If for any reason you’re trying to do an unattended download of the file or downloading it on a resource-limited environment, this will prevent direct use of the link.
It seems that google exposes a confirmation key with the advice page, that must match a value returned with the next request. So the process transits within four main urls, starting from the (supposed) direct public link of the file:
- https:// docs.google.com/open?id=…
- https:// docs.google.com/uc?id=…&export=download&revid=…
- https:// docs.google.com/uc?export=download&confirm=SqLb&id=…&revid=…/…
- https:// doc-0s-ak-docs.googleusercontent.com/docs/securesc/…
The first url redirects after various steps to a page in which the next url of the process can be catch with:
This will be the second url of the process: this is the one which will ends up setting a “confirm” random value inside this final step’s url. This value seems to have a corresponding and different one on the response url inside the page: this value inside the page must be captured in order to form a new url similar to the 3 step: this time the cookie (previously set by google) returned will match the url value and it’ll eventually (after some redirections) end on an url like that of the 4 step, which is finally the one which will directly download the file.
Too much hassle for a single clean command line…
So, I’ve written a perl script that does all the work. With the help of wget, of course, which can follow “302” HTTP redirections, and load and store cookies. Neat tool!
Here it is at git repository.
The script runs on *nix… and also on a Windows with Perl and wget in the PATH.
There is a new v2.0 version intended to resume partially downloaded files.
For now, it lives on a different branch than the usual v1.x gdown.pl. Note that v2.0 may require wget v17 at least. It can also introduce a little initial delay in the download because it must detect when the real download begins after all the Google Drive redirections (this is not needed in v1.x).
I’d like to have posted the code here, but wordpress templates are a complete mess… I’d prefer plain text. Really.

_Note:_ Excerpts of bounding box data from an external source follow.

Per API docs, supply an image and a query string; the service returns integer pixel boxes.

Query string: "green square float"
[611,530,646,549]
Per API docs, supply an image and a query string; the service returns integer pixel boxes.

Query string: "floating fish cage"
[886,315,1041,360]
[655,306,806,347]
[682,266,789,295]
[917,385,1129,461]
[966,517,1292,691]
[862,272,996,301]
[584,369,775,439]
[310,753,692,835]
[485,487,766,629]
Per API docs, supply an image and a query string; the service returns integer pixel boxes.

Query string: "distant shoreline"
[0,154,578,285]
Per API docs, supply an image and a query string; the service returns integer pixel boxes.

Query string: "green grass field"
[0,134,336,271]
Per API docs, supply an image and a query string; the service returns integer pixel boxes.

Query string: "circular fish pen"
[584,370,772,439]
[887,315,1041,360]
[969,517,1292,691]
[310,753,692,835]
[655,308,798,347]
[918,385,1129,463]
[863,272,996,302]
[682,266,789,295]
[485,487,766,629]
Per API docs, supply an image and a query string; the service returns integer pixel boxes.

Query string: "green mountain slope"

Next lines correspond to a previous version of gdown.pl: from v1.1 on, it already uses –no-check-certificate by default.
Certificates can pose a problem on your system, because Google uses https all the time:
ERROR: Certificate verification error for drive.google.com: unable to get local issuer certificate
To connect to drive.google.com insecurely, use `–no-check-certificate’.
Unable to establish SSL connection.
If this is the case, install the “ca-certificates” package on your system, or replace “wget” in one line at the end of the script for “wget –no-check-certificate”.